Tuesday, May 1, 2007

Why can't we export education?

The Associated Press circulated this short piece yesterday:

KABUL, Afghanistan – At least 85 students and teachers were killed last year in attacks blamed on insurgents who oppose education for girls and teaching boys anything but religion, Afghanistan’s education minister said Sunday.

Insurgents also burned down 187 schools, while 350 closed because of security concerns, Education Minister Mohammad Hanif Atmar said.

“The enemy of our nation … has targeted our education system through destruction and inhumanity,” Atmar told thousands of students at a stadium in Kabul in a speech marking Education Day. Militants are “killing our innocent teachers and students and burning our schools.”

The number of students attending school has skyrocketed since the 2001 fall of the Taliban regime, which banned girls from school and boys from studying anything other than Islam.

But more than half of Afghan children still lack the means to go to school, while 60 percent of those enrolled “study under tents, in the shade of walls and trees or in some cases, under the hot sun,” Atmar said.

About 5.4 million students were enrolled in school last year, up from less than 1 million during Taliban rule. Thirty-five percent of those enrolled were girls.

New York-based Human Rights Watch reported at least 190 attacks on schools last year – up from 91 reported in 2005.


While our country seemingly has a difficult time convincing our "troubled" youth to attend class, much less graduate, in other parts of the world children, particularly girls, are literally dying for the chance to attend school, even schools which don't exist other than as a gathering on the ground, outside, with one teacher and no supplies.

The AP article specifically discusses Afghanistan, but similar stories could be written about rural poor in India, Africa, South America. Virtually anywhere you see a US-sponsored school you see chldren doing anything they can to attend. They seem to understand, perhaps instinctually, how rare this chance is for them, how brief the opportunity might last, and how valuable it could be for their future.

Which begs the question -- why are these opportunities rare and brief? Why aren't we, as a nation, doing more to make these opportunities more available?

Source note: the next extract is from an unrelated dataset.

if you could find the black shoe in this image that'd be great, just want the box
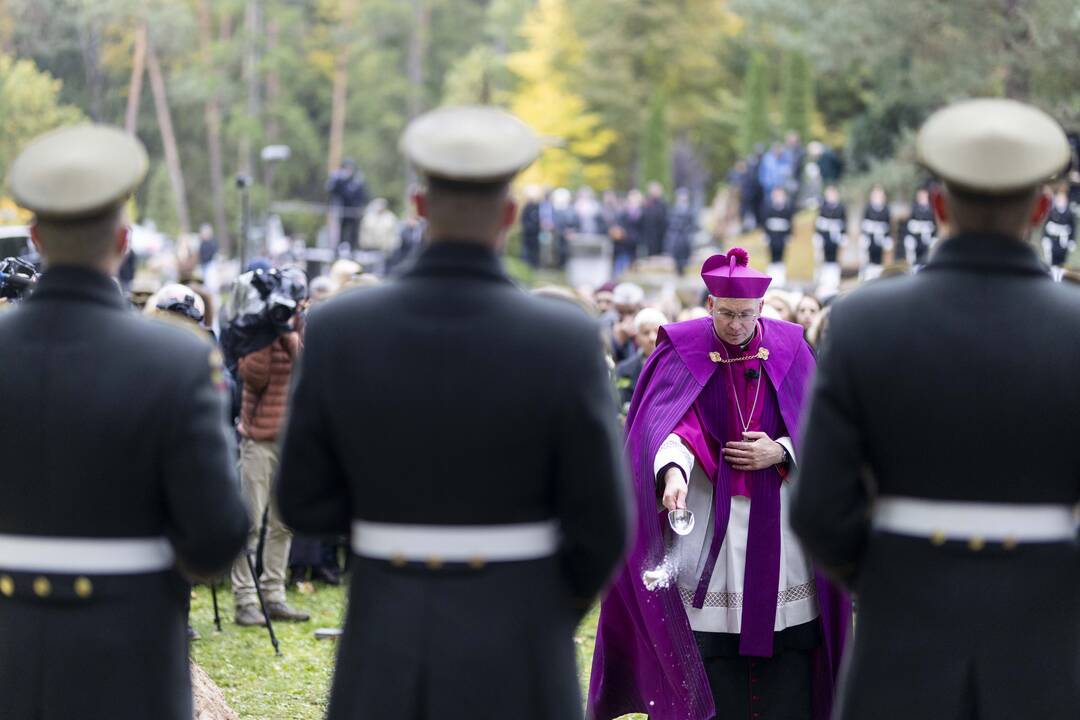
[187,625,201,641]
[266,601,310,622]
[314,566,341,586]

Look at the Arab world right now -- the primary source of education available for millions of young men (and virtually no young women) without much financial means consists of the madrassas, Islamic religious schools. While some such schools do offer broader educations, others focus solely on the Koran, to the exclusion of anything else. Funding for these schools generally comes from private sources, and the students often attend free.

Why allow this to continue unchallenged? I would love to see a massive "Education Export" project, where we attempt to help subsidize placing teachers and providing materials in some of these rural areas of the world, with multi-year commitments.

The benefits could be massive, and not just a one-way street. Developing countries would stand to gain a huge amount from having an increased number of educated citizens. Increasing the number of educated women in many of these nations can only help in overcoming the traditional opposition to allowing women equal opportunities which exists in much of the 3rd World.

Coming the other way, increasing global opportunity can only help improve global markets for our economy ... but that's not the real point ...

Imagine a program like this, running all over the world for 20 years. An entire generation, or two, who learn more about how the world works while at the same time, through an almost inevitable osmosis, gaining some degree of "Westernization" through exposure to our ideas and culture. I'd much rather invest the $100 billion a year we are spending on our forces in Iraq on something like this instead.

We won't ever defeat terrorism entirely, and we certainly won't defeat it with our military exclusively. You defeat terrorism by making it in the best interests of the general populace to help you rather than the terrorists. You do it by providing opportunity.

You provide opportunity through education.